Do You Have the Soft Skills You Need to Succeed?
An article I came across about skills CIOs lack caught my interest, not because CIOs lack these soft skills but because many other professionals lack the very same skills. Not surprisingly, communication tops the list. But communication means not only being able to make your case articulately (though this certainly counts for a lot) but also listening attentively and asking solid questions to raise important issues and get to the bottom of a discussion.
Communication also includes writing. It’s not enough to be able to write code, test plans, requirements documents, or documentation. As noted by a career management blogger who has done a lot of hiring, “I don’t want any of my employees embarrassing me in a poorly written memo or report.”
There’s a concern among business leaders that applied skills such as teamwork and critical thinking are lacking, particularly among employees just entering the workforce. In addition, many IT graduates lack an understanding of business operations and how technology impacts business (though in my experience, this is often true of many longtime IT professionals as well).
Soft skills that can help experienced professionals advance include facilitation, presentation, interviewing, negotiating, influencing, and persuasion, among others—all of which, of course, are subsets of communication. Additional soft skills that have career-enhancing value include collaboration, problem-solving, critical observation, and conflict resolution. All these skills can be developed by taking courses, having a mentor, working with a coach, and, of course, gaining on-the-job experience.

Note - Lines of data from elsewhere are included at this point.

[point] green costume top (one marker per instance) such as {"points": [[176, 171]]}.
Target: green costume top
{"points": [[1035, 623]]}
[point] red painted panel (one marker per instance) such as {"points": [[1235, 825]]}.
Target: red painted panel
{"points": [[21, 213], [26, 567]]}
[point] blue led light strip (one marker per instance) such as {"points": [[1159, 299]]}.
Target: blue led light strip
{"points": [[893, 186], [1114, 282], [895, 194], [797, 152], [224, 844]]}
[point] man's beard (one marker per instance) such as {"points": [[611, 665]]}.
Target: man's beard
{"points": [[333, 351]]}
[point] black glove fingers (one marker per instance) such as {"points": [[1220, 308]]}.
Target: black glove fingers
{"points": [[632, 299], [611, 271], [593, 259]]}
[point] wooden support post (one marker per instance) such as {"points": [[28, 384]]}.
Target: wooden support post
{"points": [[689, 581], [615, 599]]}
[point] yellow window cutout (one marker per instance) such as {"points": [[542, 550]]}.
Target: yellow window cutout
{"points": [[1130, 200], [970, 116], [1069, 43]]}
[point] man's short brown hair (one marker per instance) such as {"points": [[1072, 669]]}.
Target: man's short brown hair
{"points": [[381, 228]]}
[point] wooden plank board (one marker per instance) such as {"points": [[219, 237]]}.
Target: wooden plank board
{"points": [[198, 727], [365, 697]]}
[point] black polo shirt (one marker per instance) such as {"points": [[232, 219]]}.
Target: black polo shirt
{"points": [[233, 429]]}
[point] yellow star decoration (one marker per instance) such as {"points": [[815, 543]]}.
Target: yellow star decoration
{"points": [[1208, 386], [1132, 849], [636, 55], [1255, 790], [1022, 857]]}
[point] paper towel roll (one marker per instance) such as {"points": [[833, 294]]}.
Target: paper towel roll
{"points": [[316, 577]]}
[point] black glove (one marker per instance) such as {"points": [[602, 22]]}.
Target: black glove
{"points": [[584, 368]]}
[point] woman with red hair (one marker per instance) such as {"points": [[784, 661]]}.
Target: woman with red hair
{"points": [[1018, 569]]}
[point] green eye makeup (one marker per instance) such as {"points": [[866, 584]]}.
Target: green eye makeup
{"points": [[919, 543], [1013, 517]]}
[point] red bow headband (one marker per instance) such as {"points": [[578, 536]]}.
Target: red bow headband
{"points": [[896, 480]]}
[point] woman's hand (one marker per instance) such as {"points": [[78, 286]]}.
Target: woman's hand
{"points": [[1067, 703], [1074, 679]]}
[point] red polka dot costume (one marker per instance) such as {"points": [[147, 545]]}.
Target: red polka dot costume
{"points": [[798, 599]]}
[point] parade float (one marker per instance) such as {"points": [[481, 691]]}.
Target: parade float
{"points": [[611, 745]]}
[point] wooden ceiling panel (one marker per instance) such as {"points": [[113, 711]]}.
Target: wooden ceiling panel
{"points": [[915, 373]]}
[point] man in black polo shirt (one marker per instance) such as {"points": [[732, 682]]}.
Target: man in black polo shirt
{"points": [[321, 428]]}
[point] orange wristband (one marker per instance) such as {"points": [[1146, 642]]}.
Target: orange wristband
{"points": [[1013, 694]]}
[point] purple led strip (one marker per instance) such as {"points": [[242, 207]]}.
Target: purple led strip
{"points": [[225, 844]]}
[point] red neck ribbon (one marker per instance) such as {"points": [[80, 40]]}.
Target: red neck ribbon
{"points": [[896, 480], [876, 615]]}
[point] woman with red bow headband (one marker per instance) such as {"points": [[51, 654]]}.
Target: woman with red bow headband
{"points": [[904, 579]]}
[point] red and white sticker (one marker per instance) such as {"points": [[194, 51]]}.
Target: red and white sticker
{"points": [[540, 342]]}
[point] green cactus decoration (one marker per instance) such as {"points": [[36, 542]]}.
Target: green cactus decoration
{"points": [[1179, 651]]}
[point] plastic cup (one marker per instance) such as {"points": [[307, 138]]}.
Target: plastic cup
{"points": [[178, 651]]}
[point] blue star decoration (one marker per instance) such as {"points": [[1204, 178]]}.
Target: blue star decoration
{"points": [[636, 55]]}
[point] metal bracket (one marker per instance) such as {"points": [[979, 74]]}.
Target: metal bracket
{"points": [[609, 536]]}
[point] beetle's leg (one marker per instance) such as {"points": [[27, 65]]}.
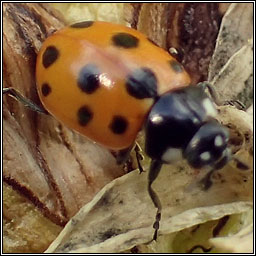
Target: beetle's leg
{"points": [[123, 155], [206, 85], [139, 156], [26, 102], [154, 170], [237, 103]]}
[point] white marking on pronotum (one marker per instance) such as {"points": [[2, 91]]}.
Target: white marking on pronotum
{"points": [[218, 141], [209, 107], [156, 119], [171, 155], [205, 156]]}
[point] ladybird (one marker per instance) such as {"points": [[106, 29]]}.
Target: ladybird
{"points": [[108, 81]]}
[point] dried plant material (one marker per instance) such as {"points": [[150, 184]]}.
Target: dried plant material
{"points": [[56, 169], [110, 223], [235, 31], [75, 12], [23, 224], [196, 238], [235, 79], [231, 68], [240, 242], [191, 28]]}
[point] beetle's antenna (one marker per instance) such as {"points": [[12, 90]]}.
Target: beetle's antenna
{"points": [[239, 164]]}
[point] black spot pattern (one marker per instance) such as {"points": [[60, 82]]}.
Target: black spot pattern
{"points": [[46, 89], [50, 55], [88, 78], [142, 83], [118, 125], [152, 42], [83, 24], [176, 66], [125, 40], [84, 115]]}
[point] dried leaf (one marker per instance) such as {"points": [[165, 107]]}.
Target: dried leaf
{"points": [[121, 215]]}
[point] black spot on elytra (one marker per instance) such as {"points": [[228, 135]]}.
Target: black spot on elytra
{"points": [[176, 66], [46, 89], [152, 42], [118, 125], [142, 83], [125, 40], [83, 24], [88, 78], [84, 115], [50, 55]]}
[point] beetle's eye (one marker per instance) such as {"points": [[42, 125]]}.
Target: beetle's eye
{"points": [[205, 156], [218, 141]]}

In addition to communication, the article on skills CIOs lack includes relation-building skills and skills in promoting the IT department and its achievements. While expertise in these areas can make or break a CIO’s career, it is worth developing even if you have no interest in holding a lofty leadership position.

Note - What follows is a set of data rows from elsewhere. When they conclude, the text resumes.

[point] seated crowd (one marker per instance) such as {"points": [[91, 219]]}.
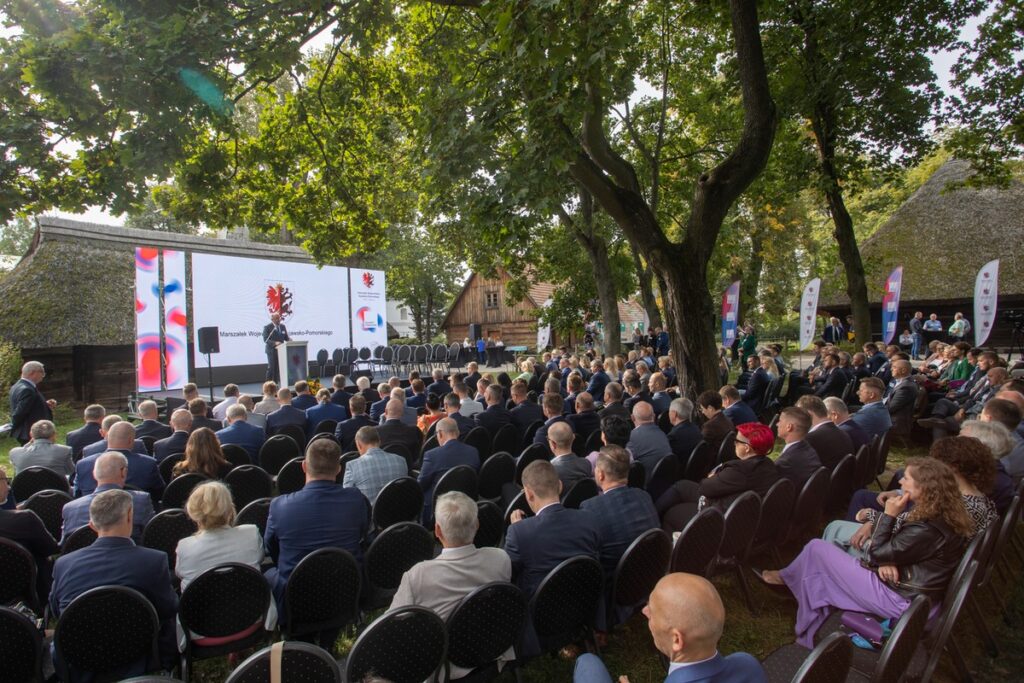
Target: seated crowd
{"points": [[610, 427]]}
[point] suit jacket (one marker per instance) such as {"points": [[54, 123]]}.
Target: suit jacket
{"points": [[345, 433], [493, 419], [28, 406], [76, 513], [623, 514], [830, 442], [537, 545], [798, 462], [83, 436], [248, 436], [154, 428]]}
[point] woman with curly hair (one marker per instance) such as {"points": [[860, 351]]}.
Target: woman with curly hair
{"points": [[203, 456], [918, 557]]}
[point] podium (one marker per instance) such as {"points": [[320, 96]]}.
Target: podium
{"points": [[291, 363]]}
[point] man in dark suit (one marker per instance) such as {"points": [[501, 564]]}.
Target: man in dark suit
{"points": [[114, 559], [323, 514], [799, 460], [240, 432], [451, 453], [27, 403], [181, 424], [274, 334], [88, 433], [830, 442], [150, 425]]}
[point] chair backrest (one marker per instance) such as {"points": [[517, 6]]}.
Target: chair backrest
{"points": [[104, 629], [394, 552], [498, 470], [224, 600], [48, 504], [164, 531], [291, 477], [256, 513], [399, 501], [177, 492], [248, 483], [298, 662], [581, 491], [406, 644], [34, 479], [484, 624], [564, 606], [20, 647], [488, 534], [323, 593], [697, 546], [276, 451], [828, 662], [462, 478]]}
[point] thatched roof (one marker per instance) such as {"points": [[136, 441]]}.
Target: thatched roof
{"points": [[941, 239]]}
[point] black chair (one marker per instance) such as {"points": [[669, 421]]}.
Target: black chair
{"points": [[322, 595], [827, 663], [564, 607], [483, 625], [697, 546], [406, 645], [227, 605], [248, 483], [177, 492], [164, 531], [639, 569], [299, 662], [255, 513], [291, 477], [104, 630], [399, 501], [392, 553], [276, 451], [80, 538], [479, 438], [17, 574], [497, 471], [20, 647], [488, 535], [462, 478], [31, 480], [48, 504]]}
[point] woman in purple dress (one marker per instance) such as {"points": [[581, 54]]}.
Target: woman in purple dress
{"points": [[916, 557]]}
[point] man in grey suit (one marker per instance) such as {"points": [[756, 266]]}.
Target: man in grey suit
{"points": [[440, 584], [42, 452]]}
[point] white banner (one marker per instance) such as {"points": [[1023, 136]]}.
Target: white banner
{"points": [[809, 312], [986, 291], [237, 295], [369, 311]]}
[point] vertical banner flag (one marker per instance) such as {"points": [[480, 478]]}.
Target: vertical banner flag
{"points": [[175, 321], [809, 311], [147, 354], [369, 308], [730, 309], [986, 289], [890, 304]]}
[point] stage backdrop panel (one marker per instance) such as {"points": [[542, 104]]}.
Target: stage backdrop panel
{"points": [[369, 308], [238, 295]]}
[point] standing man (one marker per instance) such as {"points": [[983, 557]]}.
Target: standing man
{"points": [[28, 406], [274, 334]]}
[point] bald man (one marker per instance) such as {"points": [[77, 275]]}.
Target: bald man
{"points": [[686, 616]]}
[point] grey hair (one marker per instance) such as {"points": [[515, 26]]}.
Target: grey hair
{"points": [[110, 509], [456, 514]]}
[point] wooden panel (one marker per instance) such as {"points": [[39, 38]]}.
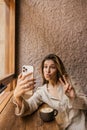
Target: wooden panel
{"points": [[6, 100]]}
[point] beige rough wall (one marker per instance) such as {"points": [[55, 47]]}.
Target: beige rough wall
{"points": [[53, 26]]}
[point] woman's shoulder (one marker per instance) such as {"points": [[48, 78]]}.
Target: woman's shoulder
{"points": [[41, 88]]}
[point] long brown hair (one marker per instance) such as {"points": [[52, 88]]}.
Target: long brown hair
{"points": [[60, 66]]}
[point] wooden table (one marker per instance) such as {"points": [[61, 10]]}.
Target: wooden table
{"points": [[9, 121]]}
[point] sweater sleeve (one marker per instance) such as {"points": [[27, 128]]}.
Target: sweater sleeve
{"points": [[30, 105], [80, 101]]}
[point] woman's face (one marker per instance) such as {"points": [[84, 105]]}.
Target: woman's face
{"points": [[50, 70]]}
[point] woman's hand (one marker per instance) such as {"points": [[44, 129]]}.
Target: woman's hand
{"points": [[24, 84], [68, 89]]}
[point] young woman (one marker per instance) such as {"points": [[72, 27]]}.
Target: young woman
{"points": [[56, 91]]}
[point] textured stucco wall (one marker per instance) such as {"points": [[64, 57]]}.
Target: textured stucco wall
{"points": [[53, 26]]}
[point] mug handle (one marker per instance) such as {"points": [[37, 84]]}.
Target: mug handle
{"points": [[55, 112]]}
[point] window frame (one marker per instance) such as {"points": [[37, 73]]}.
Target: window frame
{"points": [[10, 52]]}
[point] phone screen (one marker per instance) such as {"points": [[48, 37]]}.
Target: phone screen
{"points": [[26, 69]]}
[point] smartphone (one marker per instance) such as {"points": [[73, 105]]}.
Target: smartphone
{"points": [[26, 69]]}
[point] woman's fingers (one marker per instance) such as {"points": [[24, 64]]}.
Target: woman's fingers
{"points": [[25, 76], [61, 81]]}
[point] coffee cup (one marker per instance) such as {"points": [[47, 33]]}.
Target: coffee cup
{"points": [[48, 114]]}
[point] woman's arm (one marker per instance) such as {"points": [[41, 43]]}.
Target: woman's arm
{"points": [[30, 105]]}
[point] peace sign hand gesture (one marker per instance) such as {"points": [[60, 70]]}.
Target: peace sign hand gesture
{"points": [[68, 89]]}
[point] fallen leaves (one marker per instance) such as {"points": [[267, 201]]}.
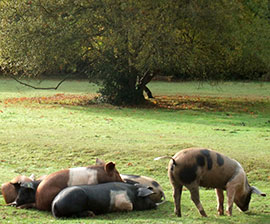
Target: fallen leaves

In one survey, 55 percent of respondents said they didn’t know or were unsure about the skills they’d be expected to have in five years. And 46 percent were concerned their existing skills wouldn’t meet employers’ expectations in five years.
These fears are understandable. It’s impossible to know if big data, network infrastructure, mobility, data storage, and business continuity will be the hot technical issues five years from now. But soft skills will always matter, and whether you choose to follow a technical, business, or management path, it pays to develop your soft skills.